Green played Sheffield Shield cricket with Western Australia in the run-up to the ongoing New Zealand Test series and said the red ball preparation had helped set him up for his match-winning 174 not out in the Wellington opener.

McDonald said Green may be given a similar lead-in to the five-test series against India and be rested from scheduled ODIs and T20Is against Pakistan that start the home summer.

“I’d like to probably err on the side of preparing him through red ball. We know how good a white-ball player he is so you put a priority on what it looks like next summer,” McDonald told reporters.

“The white-ball cricket’s important, but that test summer’s important, so I think with the results he’s had [at Wellington] he’ll probably come to us and say, ‘Can you give us a couple of Shield games before the first Test against India?’”

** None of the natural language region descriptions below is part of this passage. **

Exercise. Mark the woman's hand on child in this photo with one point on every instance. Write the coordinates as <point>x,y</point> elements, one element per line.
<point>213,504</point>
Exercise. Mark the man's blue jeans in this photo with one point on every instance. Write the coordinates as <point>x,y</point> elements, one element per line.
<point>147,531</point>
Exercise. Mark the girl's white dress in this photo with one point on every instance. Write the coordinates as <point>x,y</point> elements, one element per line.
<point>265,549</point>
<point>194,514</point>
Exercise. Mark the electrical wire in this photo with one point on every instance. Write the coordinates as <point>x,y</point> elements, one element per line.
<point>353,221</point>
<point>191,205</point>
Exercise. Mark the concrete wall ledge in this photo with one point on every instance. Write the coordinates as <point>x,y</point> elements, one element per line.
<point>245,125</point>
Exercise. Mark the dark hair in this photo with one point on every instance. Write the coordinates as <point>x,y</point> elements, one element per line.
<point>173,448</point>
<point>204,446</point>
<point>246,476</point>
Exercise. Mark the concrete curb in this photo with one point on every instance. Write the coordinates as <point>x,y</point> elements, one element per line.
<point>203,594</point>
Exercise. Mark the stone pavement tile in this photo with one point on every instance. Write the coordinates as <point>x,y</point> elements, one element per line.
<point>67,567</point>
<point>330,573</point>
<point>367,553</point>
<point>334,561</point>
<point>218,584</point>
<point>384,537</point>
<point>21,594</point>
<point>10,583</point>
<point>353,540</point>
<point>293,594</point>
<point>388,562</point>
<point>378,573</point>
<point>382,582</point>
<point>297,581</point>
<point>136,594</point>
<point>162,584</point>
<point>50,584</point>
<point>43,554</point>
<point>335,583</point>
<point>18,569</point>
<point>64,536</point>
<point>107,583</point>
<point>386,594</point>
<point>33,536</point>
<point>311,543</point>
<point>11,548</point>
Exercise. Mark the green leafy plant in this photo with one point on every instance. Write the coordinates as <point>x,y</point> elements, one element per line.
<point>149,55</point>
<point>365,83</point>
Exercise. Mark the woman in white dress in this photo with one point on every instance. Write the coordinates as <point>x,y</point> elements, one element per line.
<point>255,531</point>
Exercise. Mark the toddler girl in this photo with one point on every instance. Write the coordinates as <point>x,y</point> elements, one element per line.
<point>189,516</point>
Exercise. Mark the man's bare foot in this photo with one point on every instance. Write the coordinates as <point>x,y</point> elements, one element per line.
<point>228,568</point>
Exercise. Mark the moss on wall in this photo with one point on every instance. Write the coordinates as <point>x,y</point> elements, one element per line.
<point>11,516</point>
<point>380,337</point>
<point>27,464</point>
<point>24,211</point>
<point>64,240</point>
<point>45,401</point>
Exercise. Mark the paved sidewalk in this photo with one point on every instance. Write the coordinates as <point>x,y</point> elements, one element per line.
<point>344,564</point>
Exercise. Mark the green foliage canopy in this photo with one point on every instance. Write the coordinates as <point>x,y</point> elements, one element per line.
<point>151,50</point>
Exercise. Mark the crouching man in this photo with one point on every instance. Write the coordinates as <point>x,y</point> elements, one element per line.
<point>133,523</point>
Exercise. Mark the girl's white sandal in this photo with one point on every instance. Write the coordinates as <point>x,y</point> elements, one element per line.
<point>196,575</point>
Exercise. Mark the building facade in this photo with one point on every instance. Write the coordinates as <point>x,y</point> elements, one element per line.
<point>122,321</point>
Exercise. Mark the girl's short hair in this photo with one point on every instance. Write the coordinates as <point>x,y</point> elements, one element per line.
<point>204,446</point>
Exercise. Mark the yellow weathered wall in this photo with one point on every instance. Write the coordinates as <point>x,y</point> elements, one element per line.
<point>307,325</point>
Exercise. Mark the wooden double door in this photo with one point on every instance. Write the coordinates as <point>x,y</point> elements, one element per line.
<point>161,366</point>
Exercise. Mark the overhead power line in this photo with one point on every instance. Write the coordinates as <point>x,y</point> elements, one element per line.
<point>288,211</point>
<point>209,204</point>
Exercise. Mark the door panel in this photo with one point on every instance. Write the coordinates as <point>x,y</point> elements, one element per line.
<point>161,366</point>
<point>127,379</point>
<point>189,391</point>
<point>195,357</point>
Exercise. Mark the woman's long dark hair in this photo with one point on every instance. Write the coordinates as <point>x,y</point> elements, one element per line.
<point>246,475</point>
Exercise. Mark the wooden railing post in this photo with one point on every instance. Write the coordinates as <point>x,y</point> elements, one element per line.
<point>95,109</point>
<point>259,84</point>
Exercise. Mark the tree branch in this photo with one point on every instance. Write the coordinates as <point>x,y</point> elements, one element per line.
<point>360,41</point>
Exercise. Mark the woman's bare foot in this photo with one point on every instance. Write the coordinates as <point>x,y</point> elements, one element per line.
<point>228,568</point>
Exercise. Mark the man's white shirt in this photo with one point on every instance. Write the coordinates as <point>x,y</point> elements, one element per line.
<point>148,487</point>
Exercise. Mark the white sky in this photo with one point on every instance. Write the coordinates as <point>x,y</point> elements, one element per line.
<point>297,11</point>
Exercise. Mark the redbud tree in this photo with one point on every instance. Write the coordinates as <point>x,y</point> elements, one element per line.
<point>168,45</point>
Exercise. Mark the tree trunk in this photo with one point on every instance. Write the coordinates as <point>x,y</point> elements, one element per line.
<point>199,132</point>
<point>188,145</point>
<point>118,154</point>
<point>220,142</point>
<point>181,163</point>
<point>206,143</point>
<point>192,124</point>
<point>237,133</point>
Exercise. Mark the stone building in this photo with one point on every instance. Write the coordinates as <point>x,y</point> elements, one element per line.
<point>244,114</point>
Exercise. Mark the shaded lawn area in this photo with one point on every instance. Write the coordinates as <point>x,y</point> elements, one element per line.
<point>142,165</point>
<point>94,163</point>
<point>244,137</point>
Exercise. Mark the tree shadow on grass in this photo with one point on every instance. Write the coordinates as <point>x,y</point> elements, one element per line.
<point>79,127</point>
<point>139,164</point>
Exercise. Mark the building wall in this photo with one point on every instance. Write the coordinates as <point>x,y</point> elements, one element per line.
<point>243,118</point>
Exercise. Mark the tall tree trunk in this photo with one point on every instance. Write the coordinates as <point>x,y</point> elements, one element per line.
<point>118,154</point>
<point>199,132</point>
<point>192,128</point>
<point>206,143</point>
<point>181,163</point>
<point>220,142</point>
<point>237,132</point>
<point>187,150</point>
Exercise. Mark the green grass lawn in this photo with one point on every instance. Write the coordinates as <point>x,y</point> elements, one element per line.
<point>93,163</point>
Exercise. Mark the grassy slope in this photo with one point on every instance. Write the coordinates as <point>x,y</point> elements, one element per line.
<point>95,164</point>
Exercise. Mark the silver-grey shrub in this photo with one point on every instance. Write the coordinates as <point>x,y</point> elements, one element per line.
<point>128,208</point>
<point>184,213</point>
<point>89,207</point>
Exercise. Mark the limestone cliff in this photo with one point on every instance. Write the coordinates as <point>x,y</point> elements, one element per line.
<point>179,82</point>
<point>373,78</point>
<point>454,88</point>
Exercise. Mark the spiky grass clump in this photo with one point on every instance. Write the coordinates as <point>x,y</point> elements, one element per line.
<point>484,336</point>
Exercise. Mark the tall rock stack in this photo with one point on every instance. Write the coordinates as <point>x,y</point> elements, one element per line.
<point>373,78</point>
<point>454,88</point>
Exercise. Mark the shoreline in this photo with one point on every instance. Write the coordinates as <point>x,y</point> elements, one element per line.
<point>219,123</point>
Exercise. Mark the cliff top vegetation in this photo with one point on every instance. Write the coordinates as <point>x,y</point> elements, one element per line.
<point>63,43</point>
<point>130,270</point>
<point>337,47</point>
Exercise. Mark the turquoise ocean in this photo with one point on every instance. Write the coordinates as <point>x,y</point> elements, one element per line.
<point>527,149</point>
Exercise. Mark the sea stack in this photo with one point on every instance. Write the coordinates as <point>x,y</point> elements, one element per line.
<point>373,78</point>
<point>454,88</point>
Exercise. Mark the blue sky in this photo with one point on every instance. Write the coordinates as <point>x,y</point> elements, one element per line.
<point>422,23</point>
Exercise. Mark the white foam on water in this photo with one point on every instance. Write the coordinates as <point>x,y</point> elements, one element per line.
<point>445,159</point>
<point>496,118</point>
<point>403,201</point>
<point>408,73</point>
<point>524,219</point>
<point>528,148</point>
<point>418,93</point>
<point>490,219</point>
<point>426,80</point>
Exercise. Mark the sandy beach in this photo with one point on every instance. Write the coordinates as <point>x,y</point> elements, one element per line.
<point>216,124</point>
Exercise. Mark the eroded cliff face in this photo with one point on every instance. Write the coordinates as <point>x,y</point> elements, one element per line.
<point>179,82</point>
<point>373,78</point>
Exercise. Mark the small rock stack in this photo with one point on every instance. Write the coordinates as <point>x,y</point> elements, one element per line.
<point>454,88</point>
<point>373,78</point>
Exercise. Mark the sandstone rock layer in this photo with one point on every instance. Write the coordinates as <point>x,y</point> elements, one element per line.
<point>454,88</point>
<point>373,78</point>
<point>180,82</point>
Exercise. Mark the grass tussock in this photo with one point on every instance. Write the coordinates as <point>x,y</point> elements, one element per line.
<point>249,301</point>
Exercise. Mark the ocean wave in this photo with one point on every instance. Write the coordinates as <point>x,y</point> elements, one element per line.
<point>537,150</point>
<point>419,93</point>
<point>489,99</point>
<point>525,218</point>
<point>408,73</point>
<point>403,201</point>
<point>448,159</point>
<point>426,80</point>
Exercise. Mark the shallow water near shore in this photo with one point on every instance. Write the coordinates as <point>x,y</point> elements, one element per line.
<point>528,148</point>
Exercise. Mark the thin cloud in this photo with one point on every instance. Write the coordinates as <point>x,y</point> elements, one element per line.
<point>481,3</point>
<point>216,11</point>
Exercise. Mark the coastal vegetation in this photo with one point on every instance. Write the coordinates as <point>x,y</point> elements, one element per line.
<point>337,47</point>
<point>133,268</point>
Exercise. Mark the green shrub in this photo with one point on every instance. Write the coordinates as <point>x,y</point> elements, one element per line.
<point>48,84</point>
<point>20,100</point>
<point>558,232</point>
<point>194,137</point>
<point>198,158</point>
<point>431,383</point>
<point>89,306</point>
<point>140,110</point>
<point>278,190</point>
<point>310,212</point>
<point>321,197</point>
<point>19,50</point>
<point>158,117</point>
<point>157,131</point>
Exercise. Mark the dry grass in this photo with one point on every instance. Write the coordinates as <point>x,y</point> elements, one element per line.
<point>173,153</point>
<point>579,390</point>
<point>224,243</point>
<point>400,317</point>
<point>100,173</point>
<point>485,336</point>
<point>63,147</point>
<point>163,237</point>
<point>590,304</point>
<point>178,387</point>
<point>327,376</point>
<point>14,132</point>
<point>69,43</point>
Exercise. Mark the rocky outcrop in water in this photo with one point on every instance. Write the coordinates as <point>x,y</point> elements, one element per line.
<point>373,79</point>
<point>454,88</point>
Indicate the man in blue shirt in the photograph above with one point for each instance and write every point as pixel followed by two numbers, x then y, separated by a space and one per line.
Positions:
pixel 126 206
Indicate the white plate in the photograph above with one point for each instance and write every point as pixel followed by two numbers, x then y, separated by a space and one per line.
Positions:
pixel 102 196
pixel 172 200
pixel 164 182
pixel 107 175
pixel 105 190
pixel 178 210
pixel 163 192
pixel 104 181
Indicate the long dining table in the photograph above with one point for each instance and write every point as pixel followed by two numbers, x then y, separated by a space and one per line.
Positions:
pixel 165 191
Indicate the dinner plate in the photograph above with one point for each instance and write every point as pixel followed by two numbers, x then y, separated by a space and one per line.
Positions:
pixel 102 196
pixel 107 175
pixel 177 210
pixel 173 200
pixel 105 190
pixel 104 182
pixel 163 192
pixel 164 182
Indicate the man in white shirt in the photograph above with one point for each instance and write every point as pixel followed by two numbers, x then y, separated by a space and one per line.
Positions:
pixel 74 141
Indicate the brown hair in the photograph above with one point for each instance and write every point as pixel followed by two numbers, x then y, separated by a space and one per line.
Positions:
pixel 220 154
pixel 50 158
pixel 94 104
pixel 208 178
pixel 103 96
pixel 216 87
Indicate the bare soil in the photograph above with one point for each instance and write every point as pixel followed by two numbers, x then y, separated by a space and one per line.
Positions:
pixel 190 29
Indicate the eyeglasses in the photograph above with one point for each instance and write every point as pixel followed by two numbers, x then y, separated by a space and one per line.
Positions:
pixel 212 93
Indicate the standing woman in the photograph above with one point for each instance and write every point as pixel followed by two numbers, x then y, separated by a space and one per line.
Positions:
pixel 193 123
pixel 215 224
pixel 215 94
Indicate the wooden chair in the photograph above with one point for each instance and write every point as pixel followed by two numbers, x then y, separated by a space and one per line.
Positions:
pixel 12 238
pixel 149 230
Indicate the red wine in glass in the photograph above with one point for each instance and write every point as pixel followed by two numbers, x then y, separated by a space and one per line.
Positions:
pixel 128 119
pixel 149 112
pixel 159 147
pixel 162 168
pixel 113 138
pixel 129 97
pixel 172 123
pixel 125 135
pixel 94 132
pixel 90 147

Australia beat the Black Caps by 172 runs at the Basin Reserve, the margin of victory almost matching Green’s first-innings knock, which was the second hundred of his Test career.

Green followed up his century with a vital 34 as Australia were skittled for 164 in their second innings.

Wellington cemented Green’s ownership of the number four slot long held by one of the nation’s greatest batters in Steve Smith, who now opens the batting with Usman Khawaja following the retirement of David Warner from the format.

Green’s stocks have risen as team-mate Marnus Labus­chagne’s have plummeted, the number three’s struggles laid bare in Wellington where he managed a total of three runs.

Once scoring centuries for fun, Labuschagne has not surpassed 10 runs in his past six Test innings.

Ahead of the second and final New Zealand Test starting in Christchurch on Friday, McDonald said there was no great concern with Labus­chagne’s form so long as his team mates were pulling the weight.

“We want the top six, seven batters to be performing as a collective,” he said. “Can he perform better? No doubt about that. Does he know that? He knows that.

“Over time there’s going to be ebbs and flows in your career.”